Eventually (and by the zealous exertions of Sir A. Panizzi and of Mr. Charles Newton, respectively, on behalf of the Trustees) conclusive evidence was placed before Lord Stanley (the now Earl of Derby, and then, it will be remembered, Foreign Secretary of State) that Mr. Consul-General Saunders had divided the Woodhouse antiquities into two portions, and had then proceeded to allot the smaller portion to the British Museum, and the larger to the ‘heirs-at-law’ of the deceased. Nor is it yet quite certain that such division was all the division that occurred.
After long inquiries and much correspondence—as well between the Foreign Office and the Queen’s Advocate, as between the Trustees and their officers on the one hand, and various persons at Corfu, including, of course, the Consul-General himself, on the other—Lord Stanley touched the point of the affair with characteristic keenness when he wrote, in his despatch to Mr. Saunders of the seventh of January, 1867: ‘Your neglect to make an Inventory of the effects of the deceased has been the main cause of the doubts which have been felt as to the propriety of your conduct in this matter, and of the inquiry which has been the consequence of those doubts.’
But that neglect was then incurable. And, subsequently to the despatch thus worded, further inquiry has but made the omission more regrettable. The making of the Inventory had been pressed on Mr. Saunders’ attention at the time of the Collector’s death.
Newton; in Returns to Parliament, of the year 1866.

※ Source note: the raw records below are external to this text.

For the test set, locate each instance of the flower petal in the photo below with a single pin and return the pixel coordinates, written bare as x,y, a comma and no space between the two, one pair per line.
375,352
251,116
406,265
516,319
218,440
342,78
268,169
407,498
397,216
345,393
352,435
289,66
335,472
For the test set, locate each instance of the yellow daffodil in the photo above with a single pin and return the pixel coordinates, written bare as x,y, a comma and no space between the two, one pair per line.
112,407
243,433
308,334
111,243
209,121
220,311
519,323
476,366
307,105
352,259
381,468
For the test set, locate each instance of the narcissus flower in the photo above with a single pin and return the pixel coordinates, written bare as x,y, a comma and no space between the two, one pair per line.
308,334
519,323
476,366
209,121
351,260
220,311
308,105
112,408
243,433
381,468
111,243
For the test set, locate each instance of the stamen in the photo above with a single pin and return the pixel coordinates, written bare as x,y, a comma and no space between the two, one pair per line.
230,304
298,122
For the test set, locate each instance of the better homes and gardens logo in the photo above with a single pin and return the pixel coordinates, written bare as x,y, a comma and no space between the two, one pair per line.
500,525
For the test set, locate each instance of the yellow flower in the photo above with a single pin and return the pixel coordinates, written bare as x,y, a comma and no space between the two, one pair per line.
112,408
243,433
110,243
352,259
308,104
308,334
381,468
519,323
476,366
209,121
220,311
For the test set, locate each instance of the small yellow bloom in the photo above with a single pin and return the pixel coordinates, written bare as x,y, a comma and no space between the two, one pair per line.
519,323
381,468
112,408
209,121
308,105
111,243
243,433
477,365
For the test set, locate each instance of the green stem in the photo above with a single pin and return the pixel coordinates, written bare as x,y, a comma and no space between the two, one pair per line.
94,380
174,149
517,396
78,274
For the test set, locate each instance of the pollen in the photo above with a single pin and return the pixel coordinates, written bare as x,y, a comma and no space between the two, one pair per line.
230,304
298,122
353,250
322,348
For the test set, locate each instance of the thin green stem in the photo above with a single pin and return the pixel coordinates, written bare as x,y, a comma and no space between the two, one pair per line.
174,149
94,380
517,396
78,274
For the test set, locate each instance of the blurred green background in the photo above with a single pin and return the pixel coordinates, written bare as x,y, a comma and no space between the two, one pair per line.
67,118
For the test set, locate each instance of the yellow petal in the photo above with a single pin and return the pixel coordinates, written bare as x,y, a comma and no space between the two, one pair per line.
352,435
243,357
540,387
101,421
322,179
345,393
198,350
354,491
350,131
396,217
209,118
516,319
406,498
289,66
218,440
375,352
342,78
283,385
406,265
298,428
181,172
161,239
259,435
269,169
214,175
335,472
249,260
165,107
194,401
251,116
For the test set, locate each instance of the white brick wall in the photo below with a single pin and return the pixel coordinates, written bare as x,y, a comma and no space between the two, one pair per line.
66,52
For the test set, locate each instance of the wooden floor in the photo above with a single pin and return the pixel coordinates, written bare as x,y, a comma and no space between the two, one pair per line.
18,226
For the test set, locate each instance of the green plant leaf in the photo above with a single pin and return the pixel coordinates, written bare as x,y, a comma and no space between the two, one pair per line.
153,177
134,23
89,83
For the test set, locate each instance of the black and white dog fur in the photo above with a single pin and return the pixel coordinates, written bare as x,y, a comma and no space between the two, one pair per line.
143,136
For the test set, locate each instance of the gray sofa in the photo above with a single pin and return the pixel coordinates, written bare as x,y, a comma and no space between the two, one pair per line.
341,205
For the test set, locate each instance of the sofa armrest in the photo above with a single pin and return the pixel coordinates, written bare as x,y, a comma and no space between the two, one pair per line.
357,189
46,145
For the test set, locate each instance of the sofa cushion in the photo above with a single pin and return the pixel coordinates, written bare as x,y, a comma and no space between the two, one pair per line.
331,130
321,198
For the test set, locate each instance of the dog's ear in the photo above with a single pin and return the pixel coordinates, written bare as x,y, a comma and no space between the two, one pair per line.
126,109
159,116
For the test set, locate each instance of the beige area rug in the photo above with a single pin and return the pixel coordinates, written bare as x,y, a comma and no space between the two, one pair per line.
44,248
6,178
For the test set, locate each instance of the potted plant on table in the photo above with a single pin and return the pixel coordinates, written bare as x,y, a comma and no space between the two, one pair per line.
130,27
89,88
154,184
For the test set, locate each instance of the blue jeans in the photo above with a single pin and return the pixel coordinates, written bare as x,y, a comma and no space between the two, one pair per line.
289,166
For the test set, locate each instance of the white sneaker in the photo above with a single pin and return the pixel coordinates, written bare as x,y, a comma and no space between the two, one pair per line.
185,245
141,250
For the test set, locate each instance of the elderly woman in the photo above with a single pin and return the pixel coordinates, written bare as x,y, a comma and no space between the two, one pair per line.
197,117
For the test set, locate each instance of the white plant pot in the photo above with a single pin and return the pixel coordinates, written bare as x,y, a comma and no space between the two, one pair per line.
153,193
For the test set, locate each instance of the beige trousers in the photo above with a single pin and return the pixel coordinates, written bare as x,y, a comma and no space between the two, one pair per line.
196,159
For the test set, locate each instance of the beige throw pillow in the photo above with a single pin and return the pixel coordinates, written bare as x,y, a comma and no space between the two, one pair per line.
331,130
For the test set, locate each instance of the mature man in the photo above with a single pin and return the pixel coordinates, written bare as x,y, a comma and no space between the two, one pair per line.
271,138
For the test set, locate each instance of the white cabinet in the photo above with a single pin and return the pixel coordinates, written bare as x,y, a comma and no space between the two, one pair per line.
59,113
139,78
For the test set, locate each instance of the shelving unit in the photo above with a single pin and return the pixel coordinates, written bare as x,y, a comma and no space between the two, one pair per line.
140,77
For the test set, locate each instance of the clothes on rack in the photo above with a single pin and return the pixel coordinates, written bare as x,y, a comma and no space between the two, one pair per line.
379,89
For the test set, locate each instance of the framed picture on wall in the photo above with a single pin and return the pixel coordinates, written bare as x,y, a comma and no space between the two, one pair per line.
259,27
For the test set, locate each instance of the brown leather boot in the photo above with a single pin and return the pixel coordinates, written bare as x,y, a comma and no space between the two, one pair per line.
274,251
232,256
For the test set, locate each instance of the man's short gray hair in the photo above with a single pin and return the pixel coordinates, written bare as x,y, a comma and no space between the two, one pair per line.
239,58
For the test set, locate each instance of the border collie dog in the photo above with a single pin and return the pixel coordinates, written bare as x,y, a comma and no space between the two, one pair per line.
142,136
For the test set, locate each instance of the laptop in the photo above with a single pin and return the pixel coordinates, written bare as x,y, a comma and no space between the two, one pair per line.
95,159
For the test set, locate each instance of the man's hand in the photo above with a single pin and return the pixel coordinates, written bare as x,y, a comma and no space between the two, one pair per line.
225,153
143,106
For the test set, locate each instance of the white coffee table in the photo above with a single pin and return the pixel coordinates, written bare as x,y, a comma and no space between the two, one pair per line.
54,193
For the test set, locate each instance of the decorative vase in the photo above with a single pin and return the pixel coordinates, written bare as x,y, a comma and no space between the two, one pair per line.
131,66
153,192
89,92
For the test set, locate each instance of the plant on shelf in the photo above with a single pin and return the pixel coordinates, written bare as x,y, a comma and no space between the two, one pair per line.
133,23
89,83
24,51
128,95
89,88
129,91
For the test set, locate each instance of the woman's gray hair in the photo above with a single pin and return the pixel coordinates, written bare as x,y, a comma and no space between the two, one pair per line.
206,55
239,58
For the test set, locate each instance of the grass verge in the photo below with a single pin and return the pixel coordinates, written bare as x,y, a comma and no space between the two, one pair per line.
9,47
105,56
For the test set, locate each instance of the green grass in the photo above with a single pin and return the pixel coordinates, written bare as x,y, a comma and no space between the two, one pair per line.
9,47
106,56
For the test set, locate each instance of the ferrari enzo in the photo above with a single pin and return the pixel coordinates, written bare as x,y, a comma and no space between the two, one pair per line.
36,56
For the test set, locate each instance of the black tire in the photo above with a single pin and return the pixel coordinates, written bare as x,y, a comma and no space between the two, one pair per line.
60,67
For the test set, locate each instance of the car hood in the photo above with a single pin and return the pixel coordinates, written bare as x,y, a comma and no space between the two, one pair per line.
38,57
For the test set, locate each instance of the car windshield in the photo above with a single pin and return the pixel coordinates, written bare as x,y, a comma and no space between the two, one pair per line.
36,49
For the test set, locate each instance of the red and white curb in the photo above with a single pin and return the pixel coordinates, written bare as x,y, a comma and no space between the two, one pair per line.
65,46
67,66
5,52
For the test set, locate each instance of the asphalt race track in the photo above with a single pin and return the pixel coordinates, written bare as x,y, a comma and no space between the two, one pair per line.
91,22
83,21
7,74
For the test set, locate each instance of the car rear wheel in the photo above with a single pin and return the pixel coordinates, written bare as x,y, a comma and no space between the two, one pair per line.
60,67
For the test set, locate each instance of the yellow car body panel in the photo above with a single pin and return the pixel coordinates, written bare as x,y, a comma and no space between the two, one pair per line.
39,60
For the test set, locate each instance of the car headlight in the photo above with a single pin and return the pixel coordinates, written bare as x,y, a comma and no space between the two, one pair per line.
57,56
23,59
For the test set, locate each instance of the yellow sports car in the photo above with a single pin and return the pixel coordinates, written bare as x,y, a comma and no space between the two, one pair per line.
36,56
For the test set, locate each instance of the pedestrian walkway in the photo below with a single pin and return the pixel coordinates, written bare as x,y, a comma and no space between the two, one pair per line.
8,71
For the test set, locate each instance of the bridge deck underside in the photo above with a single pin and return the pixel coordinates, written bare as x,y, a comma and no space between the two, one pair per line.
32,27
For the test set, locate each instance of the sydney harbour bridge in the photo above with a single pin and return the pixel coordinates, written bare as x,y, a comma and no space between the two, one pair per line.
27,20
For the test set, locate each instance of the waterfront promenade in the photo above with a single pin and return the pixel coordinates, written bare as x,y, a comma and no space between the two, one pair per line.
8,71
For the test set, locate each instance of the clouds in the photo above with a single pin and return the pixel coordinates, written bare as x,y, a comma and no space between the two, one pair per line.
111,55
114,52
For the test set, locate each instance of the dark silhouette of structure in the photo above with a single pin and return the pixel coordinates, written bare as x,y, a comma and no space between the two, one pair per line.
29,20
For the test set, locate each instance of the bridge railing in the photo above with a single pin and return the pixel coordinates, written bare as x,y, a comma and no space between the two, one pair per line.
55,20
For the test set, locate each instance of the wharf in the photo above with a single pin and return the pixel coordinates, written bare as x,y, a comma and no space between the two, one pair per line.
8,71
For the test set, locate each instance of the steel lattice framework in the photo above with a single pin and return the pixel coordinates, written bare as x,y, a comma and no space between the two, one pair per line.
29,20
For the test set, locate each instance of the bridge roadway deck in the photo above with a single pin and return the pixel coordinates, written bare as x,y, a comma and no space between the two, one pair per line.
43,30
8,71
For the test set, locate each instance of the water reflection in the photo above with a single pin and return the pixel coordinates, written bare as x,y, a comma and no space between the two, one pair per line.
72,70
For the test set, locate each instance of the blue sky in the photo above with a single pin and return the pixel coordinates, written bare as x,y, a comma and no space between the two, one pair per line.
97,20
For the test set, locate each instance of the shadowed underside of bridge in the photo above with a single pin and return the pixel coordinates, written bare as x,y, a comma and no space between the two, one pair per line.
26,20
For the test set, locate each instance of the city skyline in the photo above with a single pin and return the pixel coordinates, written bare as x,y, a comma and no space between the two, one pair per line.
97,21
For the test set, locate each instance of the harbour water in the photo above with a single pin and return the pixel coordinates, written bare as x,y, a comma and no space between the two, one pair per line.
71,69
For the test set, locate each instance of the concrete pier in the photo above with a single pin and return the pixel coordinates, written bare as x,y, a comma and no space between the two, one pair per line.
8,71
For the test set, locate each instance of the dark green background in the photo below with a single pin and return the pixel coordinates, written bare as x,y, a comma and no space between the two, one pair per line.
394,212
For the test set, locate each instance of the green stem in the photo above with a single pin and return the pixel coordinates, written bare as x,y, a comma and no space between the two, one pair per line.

That part of the Woodhouse Museum which came to England in 1866 included a very interesting Collection of Greek Coins, chiefly from Corcyra, Western Greece, and the Greek islands; an extensive series of rings and other personal ornaments; some ancient glass; a few medallions; a few sculptures, in marble, of doubtful antiquity; and last, but far indeed from being least acceptable, a most beautiful head of Athené in cameo, cut on a sardonyx. |Vischer, Archaeologische Beiträge aus Griechenland, p. 2.| It was thought by the antiquary Vischer—who saw this fine cameo about the year 1854—that it represents the head of Phidias’ famous statue in gold and ivory, and therefore had a common origin with the jasper intaglio so often praised by archæologists who have seen the Imperial Cabinet at Vienna.